To operate intelligently in domestic environments, robots require the ability to understand arbitrary spatial relations between objects and to generalize them to objects of varying sizes and shapes. In this work, we present a novel end-to-end approach utilizing neural networks to generalize spatial relations based on distance metric learning. Our network transforms spatial relations to a feature space that captures their similarities based on 3D point clouds of the objects and without prior semantic knowledge of the relations. It employs gradient-based optimization to compute object poses in order to imitate an arbitrary target relation by reducing the distance to it under the learned metric.

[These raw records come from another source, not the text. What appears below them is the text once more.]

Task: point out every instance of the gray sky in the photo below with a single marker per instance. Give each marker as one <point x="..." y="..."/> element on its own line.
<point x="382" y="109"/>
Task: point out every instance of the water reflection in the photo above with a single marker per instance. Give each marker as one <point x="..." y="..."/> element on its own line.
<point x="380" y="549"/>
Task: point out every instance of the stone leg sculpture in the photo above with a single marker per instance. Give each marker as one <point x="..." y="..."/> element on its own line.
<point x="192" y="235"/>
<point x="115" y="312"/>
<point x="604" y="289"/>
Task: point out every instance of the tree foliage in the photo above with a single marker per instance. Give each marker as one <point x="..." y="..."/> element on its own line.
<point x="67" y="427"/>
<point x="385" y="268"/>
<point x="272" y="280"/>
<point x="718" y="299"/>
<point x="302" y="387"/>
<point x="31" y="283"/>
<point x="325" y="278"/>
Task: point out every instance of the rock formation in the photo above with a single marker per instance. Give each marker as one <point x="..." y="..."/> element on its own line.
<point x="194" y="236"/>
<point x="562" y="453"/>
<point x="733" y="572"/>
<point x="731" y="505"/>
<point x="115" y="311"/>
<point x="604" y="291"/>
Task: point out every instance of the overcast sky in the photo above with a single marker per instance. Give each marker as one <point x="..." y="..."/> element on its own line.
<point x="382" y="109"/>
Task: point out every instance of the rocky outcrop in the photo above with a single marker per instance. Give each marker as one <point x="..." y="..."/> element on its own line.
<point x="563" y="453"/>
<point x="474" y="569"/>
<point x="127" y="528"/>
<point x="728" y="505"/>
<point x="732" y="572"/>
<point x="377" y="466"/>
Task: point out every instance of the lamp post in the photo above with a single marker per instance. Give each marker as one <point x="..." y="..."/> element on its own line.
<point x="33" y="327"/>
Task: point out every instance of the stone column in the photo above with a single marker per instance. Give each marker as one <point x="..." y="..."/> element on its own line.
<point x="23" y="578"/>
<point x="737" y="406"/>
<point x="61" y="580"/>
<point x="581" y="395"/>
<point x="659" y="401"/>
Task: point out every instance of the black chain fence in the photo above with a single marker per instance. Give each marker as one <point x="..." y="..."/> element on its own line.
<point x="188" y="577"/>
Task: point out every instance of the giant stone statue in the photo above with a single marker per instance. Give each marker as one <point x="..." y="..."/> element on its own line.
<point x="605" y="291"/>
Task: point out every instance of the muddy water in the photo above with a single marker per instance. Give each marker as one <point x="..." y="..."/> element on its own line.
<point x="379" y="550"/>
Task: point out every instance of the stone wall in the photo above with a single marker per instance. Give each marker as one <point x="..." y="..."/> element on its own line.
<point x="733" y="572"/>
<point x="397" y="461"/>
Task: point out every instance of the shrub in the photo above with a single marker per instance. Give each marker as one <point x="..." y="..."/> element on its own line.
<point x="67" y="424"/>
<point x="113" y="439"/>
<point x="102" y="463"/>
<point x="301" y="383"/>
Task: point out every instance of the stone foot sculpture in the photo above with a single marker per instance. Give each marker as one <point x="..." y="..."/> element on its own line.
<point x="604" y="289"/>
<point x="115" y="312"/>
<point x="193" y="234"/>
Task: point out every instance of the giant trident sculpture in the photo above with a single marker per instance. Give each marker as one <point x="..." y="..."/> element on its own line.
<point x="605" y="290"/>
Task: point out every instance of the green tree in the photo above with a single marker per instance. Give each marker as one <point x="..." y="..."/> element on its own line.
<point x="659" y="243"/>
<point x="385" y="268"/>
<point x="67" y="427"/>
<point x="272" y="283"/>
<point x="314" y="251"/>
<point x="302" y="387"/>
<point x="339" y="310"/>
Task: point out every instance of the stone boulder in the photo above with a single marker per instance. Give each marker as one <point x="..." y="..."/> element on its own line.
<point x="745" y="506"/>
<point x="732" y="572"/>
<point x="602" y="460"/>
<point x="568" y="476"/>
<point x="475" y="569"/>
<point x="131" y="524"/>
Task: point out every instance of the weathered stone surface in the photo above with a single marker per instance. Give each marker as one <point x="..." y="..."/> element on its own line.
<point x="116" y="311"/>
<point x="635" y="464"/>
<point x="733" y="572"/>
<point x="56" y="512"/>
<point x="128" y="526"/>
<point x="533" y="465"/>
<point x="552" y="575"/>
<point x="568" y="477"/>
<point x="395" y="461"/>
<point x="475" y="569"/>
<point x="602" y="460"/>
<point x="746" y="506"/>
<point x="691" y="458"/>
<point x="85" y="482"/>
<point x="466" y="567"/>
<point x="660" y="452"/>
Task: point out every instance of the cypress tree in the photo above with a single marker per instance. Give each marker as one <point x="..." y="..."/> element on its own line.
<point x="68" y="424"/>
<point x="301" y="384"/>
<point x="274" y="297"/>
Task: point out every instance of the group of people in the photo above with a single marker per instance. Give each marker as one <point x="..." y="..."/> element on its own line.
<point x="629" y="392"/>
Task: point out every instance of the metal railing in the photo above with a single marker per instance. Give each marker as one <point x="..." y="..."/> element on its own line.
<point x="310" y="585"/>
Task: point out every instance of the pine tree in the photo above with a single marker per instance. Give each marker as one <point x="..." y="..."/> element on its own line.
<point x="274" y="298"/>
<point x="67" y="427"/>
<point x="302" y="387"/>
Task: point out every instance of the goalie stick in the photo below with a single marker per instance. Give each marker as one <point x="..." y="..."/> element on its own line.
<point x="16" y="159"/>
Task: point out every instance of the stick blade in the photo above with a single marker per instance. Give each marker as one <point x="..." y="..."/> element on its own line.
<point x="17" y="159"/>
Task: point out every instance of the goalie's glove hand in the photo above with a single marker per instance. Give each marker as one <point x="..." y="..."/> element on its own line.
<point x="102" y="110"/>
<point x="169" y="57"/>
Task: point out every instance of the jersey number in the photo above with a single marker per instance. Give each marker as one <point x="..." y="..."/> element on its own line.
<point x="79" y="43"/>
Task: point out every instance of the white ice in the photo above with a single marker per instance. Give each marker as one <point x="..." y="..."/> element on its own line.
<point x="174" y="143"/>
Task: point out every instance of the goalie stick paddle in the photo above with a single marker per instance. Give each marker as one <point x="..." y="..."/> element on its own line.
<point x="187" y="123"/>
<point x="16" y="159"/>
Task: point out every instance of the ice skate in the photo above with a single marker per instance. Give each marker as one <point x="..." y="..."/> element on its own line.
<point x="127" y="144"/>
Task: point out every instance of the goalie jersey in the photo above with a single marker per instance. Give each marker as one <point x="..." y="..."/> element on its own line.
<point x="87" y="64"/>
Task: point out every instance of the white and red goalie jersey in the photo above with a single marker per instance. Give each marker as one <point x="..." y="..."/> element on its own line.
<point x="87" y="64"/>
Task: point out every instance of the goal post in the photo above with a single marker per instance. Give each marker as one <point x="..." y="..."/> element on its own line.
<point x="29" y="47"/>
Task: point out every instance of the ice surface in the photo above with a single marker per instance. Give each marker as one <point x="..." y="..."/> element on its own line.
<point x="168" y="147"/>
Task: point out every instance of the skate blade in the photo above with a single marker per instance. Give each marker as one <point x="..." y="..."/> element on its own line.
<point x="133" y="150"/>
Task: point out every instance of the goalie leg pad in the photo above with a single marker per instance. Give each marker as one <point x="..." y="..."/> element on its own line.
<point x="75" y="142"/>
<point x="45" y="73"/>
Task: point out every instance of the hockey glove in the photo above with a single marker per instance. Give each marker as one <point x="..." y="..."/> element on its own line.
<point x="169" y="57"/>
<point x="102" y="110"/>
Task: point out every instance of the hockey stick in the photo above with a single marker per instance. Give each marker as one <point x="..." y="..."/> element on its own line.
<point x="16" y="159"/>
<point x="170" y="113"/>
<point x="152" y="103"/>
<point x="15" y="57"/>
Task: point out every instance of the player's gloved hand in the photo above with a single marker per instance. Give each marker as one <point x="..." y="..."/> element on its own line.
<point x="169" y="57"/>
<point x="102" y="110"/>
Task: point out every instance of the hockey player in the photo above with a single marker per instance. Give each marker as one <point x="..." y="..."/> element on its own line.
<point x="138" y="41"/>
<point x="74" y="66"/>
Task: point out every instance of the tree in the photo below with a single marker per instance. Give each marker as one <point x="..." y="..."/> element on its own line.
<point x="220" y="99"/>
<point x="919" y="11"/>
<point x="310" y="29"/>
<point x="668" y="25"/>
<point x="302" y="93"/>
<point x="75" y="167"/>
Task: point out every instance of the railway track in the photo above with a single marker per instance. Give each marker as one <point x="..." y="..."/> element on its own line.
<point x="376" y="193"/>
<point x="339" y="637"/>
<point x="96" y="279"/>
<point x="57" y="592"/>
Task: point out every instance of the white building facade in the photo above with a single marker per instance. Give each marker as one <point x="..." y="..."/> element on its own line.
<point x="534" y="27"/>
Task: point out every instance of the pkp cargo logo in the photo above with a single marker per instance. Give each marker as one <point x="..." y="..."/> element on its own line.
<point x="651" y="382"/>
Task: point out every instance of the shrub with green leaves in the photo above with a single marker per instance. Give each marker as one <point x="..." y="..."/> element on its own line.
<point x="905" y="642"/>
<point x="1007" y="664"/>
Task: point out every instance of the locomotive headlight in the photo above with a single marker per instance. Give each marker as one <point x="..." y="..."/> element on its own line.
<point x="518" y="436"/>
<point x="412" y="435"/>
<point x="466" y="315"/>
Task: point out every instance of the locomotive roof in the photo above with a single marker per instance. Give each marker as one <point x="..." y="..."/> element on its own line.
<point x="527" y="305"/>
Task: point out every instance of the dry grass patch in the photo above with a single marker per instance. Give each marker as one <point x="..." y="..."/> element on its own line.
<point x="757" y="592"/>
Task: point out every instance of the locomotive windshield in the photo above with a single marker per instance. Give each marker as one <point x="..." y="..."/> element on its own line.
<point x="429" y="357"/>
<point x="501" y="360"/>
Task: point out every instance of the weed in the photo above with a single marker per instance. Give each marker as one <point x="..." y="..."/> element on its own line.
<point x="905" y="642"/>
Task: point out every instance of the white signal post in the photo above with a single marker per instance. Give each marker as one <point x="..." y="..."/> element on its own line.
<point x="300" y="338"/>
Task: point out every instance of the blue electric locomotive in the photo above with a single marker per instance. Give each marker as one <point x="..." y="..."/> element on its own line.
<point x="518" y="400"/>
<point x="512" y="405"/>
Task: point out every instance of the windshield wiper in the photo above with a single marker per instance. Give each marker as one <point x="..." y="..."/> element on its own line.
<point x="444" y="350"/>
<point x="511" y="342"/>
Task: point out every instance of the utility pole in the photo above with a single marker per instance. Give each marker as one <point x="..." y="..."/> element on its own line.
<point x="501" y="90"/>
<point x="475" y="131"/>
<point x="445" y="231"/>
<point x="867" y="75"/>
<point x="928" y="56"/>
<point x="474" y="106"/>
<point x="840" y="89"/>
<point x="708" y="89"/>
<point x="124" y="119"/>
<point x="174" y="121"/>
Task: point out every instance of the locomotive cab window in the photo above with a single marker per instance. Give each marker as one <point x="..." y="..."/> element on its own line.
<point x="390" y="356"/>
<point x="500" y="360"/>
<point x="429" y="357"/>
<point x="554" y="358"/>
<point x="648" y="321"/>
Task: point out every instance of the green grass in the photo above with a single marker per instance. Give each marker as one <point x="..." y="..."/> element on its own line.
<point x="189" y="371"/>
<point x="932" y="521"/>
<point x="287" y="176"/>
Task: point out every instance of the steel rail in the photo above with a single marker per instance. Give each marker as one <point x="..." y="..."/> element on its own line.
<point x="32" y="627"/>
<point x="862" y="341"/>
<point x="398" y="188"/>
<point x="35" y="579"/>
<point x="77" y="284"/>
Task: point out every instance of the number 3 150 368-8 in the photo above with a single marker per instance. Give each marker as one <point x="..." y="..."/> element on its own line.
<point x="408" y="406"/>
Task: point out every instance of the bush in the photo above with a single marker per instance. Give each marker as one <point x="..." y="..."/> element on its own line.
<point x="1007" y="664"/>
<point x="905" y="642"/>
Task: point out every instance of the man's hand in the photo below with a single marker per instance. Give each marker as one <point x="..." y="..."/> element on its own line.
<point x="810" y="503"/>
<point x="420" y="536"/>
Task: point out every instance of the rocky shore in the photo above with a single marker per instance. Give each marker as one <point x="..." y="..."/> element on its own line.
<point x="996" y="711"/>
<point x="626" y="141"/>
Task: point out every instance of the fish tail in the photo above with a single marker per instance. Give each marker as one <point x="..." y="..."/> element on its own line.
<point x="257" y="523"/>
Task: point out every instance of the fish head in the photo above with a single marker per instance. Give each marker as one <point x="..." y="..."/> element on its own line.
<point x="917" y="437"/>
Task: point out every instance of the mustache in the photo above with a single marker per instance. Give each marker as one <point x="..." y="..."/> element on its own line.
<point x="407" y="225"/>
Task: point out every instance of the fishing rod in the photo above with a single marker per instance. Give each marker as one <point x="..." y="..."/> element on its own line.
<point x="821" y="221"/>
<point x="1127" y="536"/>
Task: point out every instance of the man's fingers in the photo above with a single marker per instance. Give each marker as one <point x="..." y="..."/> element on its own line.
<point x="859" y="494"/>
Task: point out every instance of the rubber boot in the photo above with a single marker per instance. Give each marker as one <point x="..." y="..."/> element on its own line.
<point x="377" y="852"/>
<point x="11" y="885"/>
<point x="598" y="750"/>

An example of generalizing a relation. The pre-trained Convolutional Network encodes the transformation into the metric space. By backpropagating the error of the euclidean distance between the current scene’s embeddings and the reference scene’s embeddings, we can optimize 3D translation and rotation of two objects to resemble the reference scene’s spatial relations.

Projection layer. Projections to three orthogonal planes. We project each point cloud to the three orthogonal planes defined by y−1 = 0, x = 0, and z−1 = 0. We create a depth image by setting the value of a pixel to the smallest distance of all points that are projected on this pixel multiplied by 100 and shifted by 100. Each projection of the two objects is in a separate channel. For this visualization, we added an all-zero blue channel.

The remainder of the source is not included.